If you see something, say something, the saying goes. But what if you objecting to discrimination, even though you’re not the one being discriminated against?
A brief look back at a California court case might offer perspective. If you think you’ve been forced to quit or treated unjustly, an employment attorney can help you think about your options for recovering from the set back.
Top executive retaliates against sales manager
A landmark decision by the California Supreme Court had its origins when a top executive of a cosmetics company visited a San Jose department store, and checked out the company’s sales desk there.
He found the sales clerk to be “not good looking enough” and ordered the regional sales manager to fire the clerk. Even though the clerk was one of the region’s most effective salespeople, the top executive wanted the clerk replaced with “somebody hot.”
The sales manager refused, but she also didn’t quite act like a “whistleblower” either.
She didn’t file a formal complaint with Human Resources or her immediate supervisor and she never told any superior that she thought the order was discriminatory or violated California’s Fair Employment and Housing Act (FEHA), which protects employees with from discrimination, retaliation and harassment.
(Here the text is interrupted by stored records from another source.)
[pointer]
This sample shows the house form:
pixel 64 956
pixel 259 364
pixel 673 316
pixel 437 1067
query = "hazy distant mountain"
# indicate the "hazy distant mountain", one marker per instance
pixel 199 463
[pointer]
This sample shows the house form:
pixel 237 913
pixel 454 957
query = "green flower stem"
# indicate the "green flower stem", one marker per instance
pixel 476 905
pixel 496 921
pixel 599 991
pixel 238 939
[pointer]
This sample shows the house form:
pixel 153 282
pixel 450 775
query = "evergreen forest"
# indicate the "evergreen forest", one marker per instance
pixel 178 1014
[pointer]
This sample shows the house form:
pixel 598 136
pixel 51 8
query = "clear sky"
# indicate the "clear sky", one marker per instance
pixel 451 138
She did, however, repeatedly ask for a better reason to fire the salesperson, saying the reasons she was given were inadequate. In the coming months, the sales manager began receiving negative performance reviews for the first time. She was criticized in front of her subordinates, her authority was reduced, and implications were floated that she might soon be fired. When these new work pressures caused, she believed, her blood pressure to spike, she took a medical leave and was quickly fired.
Federal and state courts recognize worker protections
The California Supreme Court agreed that the nature of the order itself and sales manager’s refusal to obey it were enough to send the message to the company and the executive. Such an obvious situation qualifies her for protection against retaliation.
The court warned that “an employee is not required to use legal terms or buzzwords when opposing discrimination.”
Over time, court decisions have gone one way or the other, sometimes for and sometimes against workers who believe they’ve been retaliated against or forced to quit for refusing to give in to discrimination. But such decisions tend to depend on the specifics of the case.
The principle of worker protection itself has a long and persistent track record of recognition by the highest courts in the state of California.